For Adams, though, the primary battleground of the issues he cares about is not in the real world–it is on social media. He has a penchant for virality, which attracted the attention and approval of Trump himself back in his first term. Most recently, Adams went viral for an X post about seeing the Melania film. In the post, he recounts an interaction with a father and his two young daughters who allegedly asked Adams if he was seeing Avatar. To this, he replied, “I don’t watch woke movies. I’m here to see the groundbreaking documentary about our incredibly talented First Lady,” prompting the girls to beg their father to take them there instead. Adams then describes telling them the screening was sold out, but offering the girls and their father his extra tickets. Then, Adams divulged one last piece of parental advice: “Raise these girls right…Teach them to be classy, conservative women of faith like Melania, don’t let them become like Meghan Markle.”

At least, allegedly.

If Adam’s story sounds a bit far-fetched to you, you’re not alone. The comments on his social media are flooded with replies like “I’ll take stuff that didn’t happen for $100,” “this reads like fanfiction,” and general uncertainty about the post’s tone. Was it an earnest MAGA delusion? A brilliant satire? A performance? Perhaps, something else entirely?

When speaking with Ben Terris of The Washington Post, Adams insisted, “This is not a character. This is not a bit. It’s not trolling. Anyone who thinks this is not me, that I don’t drink ice-cold domestics, that I don’t repel woke beer, they’re wrong, they’re absolutely wrong.” Of course, this sounds like what a brilliant and committed satirist would say. Adam’s opinions are so overblown, so exaggerated and ridiculous that sincerity becomes difficult to parse. Still, his popularity, especially among young Republican boys–evidenced by his speaking roles at recent Young Republican events–reflects a shift in the brand of American conservatism in the second Trump era. 

Credit: Jahi Chiwendui/The Washington Post

Conservatism in the United States was once associated with old money and families, wrapped up in lineages of influence, authority, and power. It used to be associated with snobbery, propriety, and strict social rules. Donald Trump’s rise to power has toppled that image completely, even though Trump himself comes from such a background. The new Gen Z conservatism is much more accessible through social media. In a piece for The Hilltop, Jalyn Cameron notes the rise of conservatism as 41% of Gen Z male Trump voters in 2020 grew to 56% in 2024. Among Gen Z female Trump voters, 30% in 2020 grew to 40% in 2024. Cameron attributes this growth largely to the fact that conservatism is no longer about mundane, complex political positions: it can be about getting in touch with your femininity or tapping into your masculinity, or eating steak and drinking domestic beer. Eventually, the algorithm enables these positions to escalate into full-blown, sometimes extremist conservative rhetoric. 

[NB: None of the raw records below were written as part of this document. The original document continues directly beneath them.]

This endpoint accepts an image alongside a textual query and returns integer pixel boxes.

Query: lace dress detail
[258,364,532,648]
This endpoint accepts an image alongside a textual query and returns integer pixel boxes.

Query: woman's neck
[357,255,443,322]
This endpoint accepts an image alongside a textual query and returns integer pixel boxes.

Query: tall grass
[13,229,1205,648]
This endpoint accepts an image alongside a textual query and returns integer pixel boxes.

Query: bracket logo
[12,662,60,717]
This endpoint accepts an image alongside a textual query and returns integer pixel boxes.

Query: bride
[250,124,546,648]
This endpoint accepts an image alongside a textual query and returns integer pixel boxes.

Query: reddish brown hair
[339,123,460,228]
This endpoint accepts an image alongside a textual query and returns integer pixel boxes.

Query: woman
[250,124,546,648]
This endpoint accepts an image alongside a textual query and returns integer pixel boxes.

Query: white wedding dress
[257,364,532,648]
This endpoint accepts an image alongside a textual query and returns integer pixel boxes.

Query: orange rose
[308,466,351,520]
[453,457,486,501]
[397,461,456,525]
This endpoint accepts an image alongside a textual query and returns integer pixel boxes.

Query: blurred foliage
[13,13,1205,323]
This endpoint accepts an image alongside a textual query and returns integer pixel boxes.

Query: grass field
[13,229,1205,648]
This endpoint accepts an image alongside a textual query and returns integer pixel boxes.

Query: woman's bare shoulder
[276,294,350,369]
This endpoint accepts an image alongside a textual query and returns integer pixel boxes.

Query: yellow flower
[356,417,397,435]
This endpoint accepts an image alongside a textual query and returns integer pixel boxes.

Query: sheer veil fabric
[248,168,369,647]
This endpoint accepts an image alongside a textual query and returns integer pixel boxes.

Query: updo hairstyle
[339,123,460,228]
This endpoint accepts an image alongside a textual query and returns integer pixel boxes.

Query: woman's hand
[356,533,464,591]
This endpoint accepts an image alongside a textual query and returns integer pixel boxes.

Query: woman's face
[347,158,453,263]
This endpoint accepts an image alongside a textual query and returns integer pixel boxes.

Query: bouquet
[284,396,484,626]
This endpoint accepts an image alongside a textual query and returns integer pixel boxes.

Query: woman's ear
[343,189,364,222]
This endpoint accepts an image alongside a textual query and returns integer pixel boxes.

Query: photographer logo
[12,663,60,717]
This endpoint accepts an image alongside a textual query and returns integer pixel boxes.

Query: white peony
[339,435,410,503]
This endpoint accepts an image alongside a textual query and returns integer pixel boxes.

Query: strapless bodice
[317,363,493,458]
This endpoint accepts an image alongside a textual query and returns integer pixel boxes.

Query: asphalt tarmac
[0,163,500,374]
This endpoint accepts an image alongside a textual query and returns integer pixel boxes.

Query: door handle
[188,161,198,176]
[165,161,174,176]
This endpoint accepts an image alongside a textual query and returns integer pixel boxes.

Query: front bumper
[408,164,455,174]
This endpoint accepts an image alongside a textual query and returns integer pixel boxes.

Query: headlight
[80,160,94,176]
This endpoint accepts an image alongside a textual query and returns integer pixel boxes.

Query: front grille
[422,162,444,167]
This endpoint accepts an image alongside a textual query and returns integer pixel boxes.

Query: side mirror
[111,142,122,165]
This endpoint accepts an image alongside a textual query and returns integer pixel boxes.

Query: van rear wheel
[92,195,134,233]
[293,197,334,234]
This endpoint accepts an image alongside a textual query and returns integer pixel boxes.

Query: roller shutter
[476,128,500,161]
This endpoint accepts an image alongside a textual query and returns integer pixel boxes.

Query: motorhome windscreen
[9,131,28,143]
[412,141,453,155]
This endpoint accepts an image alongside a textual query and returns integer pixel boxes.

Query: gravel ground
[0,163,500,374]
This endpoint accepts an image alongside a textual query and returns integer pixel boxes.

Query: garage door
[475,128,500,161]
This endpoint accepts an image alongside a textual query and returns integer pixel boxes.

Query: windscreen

In this environment, politics becomes less about actual politics and more about a kind of performance. In George Saunders’ 2020 short story “Love Letter,” a grandfather living under an oppressive regime writes to his grandson, reflecting on how the absurdity of the regime’s rise quelled resistance to it: “Because this destruction was emanating from such an inept source, who seemed (at that time) merely comically thuggish…we soon found that no genuine outrage was available to us anymore.” Adams–-in the tradition of Trump himself–can appear to many as one such “inept source,” someone whose theatrics overshadow the danger of the ideas he promotes.

This dynamic is precisely how radical conservatism spreads: through humor, exaggeration, and spectacle that make it easy to dismiss, even as it gains ideological and material influence. Treating conservative political positions and actions as merely ridiculous discounts their real-world consequences. After all, Nick Adams started with a war on pigeons and viral social media storytelling. Then, Donald Trump appointed him to serve as the Ambassador to Malaysia. Now, he has been appointed to serve as the Special Presidential Envoy for American Tourism, Exceptionalism, and Values. Adam’s trajectory illustrates how quickly online personas can evolve into tangible institutional power. Adams has come a long way since Ashfield, and this looks to be dangerous.